Cougar tilts the hat in agreement, amused.  

Jake leans his face onto his fist, chewing three fingernails at once.  “I just don’t know--” 

“Simple,” Cougar says. 

“Yeah, simple, keep it easy, get it down in scale, that’s a good idea.  Simplify everything before it gets to her machine.  I could pick some stuff and clean it up ahead of time, rip out all the shopping details and post it in a mock website myself, clean up the code and simplify the graphics so her machine could handle the download--”  he goes on for awhile, totally failing to close any of the open links. 

After awhile Cougar sits up, leans forward next to Jake, holds up one hand with the fingers spread: _Five._  

It’s more of a social effort than Cougar usually offers.  Jake looks at him, frowning, as if he’s worried about that now, on top of getting all tangled up in all the whirling possibilities. 

“More than My Little Pony stuff,” Cougar says mildly. 

Jake slumps back in his chair, looking at Cougar, with the wild colors from the computer screen smearing across his glasses.  “Oh, I hadn’t got to all _that,_ I just--”  He flips his hands around, looking anguished for a moment.  Then he clenches his jaw, scowls, and hunches back into the keyboard, frowning mightily, pounding away at the poor thing with stiff fingers.  Windows pop up and disappear and distort like soap bubbles, leaving a final small array of two dozen.  Jake nods once, and turns around again. 

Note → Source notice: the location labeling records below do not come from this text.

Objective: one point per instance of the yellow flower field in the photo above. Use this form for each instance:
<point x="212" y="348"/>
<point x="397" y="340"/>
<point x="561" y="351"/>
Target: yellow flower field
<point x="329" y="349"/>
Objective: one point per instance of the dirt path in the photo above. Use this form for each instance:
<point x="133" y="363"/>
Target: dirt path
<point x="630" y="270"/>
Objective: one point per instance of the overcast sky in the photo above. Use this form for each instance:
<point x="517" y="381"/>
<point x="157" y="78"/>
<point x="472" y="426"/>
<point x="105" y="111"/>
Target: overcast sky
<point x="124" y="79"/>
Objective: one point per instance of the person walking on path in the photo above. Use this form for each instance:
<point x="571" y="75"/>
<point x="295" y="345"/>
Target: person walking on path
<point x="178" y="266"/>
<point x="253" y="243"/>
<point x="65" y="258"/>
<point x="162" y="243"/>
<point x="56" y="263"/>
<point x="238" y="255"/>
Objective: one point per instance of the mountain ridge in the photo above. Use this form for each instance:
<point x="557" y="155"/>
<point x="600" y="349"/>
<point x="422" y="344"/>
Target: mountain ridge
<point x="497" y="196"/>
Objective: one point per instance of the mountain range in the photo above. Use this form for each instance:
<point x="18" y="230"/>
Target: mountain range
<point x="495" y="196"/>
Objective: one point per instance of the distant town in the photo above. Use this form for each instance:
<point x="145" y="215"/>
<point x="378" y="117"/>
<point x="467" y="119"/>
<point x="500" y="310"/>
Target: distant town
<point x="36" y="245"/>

Cougar is still sitting up, elbows propped out on knees.  Cougar is still watching him. 

“Erm,” Jake says, as if that surprised him.  “Well, it’s a start.  What do you think?” 

Cougar points at a couple of windows.  “Sports,” he says.  He points at another batch.  “Dog stuff.  Halloween.  Science. _Then_ the Pony stuff.”  He looks at Jake and holds up the five fingers as a reminder.  Then Cougar settles back in a slouch across the couch, crossing his boots to get his hip shifted at a different angle.  He knows it may take awhile for Jake to winnow out for those choices.  _Awhile_ could be anything up to six hours, if the last time was any warning.  Jake puts effort into everything he does from afar for his niece, or for his sister. 

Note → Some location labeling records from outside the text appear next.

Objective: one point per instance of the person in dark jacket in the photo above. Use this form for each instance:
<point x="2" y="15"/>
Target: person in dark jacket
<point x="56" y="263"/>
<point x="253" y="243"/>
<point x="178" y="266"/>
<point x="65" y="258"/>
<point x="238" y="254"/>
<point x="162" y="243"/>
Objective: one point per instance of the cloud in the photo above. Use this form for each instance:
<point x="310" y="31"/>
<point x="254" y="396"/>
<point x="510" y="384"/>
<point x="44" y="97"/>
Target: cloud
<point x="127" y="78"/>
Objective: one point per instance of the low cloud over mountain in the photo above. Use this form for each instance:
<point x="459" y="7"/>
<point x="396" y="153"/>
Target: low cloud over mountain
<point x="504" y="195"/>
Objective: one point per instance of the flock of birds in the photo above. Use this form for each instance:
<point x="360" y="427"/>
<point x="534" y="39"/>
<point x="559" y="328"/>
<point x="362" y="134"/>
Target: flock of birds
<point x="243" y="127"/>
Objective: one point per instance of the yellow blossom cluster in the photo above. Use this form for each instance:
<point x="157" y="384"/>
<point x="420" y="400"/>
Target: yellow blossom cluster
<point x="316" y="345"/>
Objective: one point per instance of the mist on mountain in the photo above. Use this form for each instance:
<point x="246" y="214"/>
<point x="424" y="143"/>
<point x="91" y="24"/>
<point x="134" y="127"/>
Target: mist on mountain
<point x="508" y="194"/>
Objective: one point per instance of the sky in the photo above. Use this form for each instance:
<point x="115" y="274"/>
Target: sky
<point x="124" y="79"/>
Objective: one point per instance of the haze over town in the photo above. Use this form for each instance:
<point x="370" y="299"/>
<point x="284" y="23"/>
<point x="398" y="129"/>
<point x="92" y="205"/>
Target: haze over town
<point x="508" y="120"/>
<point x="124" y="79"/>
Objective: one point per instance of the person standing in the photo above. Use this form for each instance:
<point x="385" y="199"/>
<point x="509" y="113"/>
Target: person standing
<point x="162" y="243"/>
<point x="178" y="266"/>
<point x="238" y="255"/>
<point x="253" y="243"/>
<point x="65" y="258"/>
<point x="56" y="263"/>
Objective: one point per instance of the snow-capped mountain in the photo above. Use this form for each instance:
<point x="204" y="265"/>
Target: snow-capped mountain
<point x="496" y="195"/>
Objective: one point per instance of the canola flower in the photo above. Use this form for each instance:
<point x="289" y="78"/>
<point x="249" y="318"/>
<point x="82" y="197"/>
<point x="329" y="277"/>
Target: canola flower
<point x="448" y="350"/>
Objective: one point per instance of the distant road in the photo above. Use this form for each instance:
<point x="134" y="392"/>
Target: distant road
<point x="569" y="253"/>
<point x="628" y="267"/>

Odd, given how cheerfully Jake scatters words around all the time, but it turns out that Jake doesn’t respect words.  It’s got to be deeds over words, always, to prove his devotion.  Cougar can only watch in approval and admiration.  He hopes, one day, to prove himself worthy of such stubborn care.  That too may take awhile.

 

 

 

 

 

 

 

 

 

 

 

 

**Author's Note:**

> So I forgot about time zone differences when doing that killer extremely last minute edit...  
> Soooo, you may have figured out just which section got finished after the official deadline.